因此,本实施例利用非视域场景在其前的漫反射面上所产生的投影,该投影信息因场景光源的各向散射和漫反射面的无规则反射,已经失去原场景的具体信息,但仍包含非视域场景的一部分信息,利用该信息并结合光线跟踪算法中模拟光线传播的路径及漫反射面的双向反射率分布函数,仍有可能恢复非视域场景原图像。Therefore, this embodiment utilizes the projection generated by the non-visual field scene on the diffuse reflection surface in front of it. The projection information has lost the specific information of the original scene due to the anisotropic scattering of the scene light source and the irregular reflection of the diffuse reflection surface. However, it still contains part of the information of the non-horizontal scene. Using this information combined with the path of simulated light propagation in the ray tracing algorithm and the bidirectional reflectance distribution function of the diffuse surface, it is still possible to restore the original image of the non-horizontal scene.

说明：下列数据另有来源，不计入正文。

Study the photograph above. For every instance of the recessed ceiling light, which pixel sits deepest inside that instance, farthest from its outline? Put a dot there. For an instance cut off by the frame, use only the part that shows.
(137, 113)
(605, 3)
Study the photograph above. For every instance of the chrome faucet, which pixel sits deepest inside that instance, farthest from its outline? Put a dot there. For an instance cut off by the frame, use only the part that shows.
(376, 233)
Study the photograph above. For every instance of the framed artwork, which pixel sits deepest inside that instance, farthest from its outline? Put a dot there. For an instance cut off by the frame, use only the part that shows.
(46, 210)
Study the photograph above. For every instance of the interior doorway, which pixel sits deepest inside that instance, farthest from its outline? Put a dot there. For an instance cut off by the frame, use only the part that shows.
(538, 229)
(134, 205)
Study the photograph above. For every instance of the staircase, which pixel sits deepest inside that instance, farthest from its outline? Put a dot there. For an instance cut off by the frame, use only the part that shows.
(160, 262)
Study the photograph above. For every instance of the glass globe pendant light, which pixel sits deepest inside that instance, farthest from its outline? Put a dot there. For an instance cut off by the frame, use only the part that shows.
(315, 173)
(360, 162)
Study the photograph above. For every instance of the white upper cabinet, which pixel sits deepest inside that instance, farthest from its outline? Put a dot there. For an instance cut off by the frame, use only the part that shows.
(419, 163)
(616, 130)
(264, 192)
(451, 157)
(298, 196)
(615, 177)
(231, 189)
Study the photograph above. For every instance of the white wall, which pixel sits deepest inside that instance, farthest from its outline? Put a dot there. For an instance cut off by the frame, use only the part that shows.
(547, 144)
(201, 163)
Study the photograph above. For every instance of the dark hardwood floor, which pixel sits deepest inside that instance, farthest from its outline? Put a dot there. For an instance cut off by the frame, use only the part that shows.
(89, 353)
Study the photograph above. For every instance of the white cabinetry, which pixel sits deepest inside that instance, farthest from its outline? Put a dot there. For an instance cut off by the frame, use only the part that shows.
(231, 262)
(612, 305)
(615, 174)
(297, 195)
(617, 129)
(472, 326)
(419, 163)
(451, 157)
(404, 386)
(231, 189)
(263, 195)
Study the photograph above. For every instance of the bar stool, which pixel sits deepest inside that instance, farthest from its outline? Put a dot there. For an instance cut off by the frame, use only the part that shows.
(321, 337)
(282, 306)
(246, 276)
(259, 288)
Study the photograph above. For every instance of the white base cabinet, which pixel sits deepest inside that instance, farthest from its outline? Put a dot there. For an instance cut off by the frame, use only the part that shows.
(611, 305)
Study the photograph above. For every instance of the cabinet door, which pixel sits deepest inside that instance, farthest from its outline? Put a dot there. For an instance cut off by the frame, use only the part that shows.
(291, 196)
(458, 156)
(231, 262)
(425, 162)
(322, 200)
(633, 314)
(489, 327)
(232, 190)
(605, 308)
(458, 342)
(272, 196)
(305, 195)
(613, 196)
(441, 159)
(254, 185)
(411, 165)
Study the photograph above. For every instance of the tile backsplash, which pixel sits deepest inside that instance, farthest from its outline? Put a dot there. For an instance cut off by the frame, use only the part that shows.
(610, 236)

在光线跟踪算法中,来自漫反射面的反射的进入相机的光线可以用计算机图形学公式(1)来描述:In the ray tracing algorithm, the ray entering the camera from the reflection of the diffuse surface can be described by the computer graphics formula (1):

Figure BDA0002388061830000041
Figure BDA0002388061830000041

式中,p是漫反射材料上的一点,p′是空间中其他物体上的点,wi是入射光线的方向向量,wo是反射光线的方向向量,Lo(p,wo)表示在漫反射面p点处沿wo方向反射光线的亮度,fr(p,wi,wo)是漫反射材料在p点处入射光方向为wi反射光方向为wo时的双向反射率分布函数(BRDF)值,Li(p′,-wi)是从p′点发出(或反射的)并沿wi方向传播的光线的亮度,θi是入射光方向向量与漫反射材料在p处的法向量的夹角,dwi对2π立体角范围内进行积分,表示p点处的入射光来自于整个半球空间的所有入射光线的亮度,如图4所示。In the formula, p is a point on the diffuse reflection material, p' is a point on other objects in space, wi is the direction vector of the incident light, wo is the direction vector of the reflected light, and L o ( p, wo ) represents The brightness of the reflected light along the direction wo at the point p of the diffuse reflection surface, fr (p, wi , wo ) is the bidirectional direction of the diffuse reflection material when the direction of the incident light at point p is wi and the direction of the reflected light is wo The reflectivity distribution function (BRDF) value, Li (p', -wi ) is the brightness of the light emitted (or reflected) from point p' and propagated in the direction of wi, θ i is the incident light direction vector and the diffuse The included angle of the normal vector of the reflective material at p, dwi is integrated within the range of 2π solid angle, indicating that the incident light at point p comes from the brightness of all incident rays in the entire hemispherical space, as shown in Figure 4.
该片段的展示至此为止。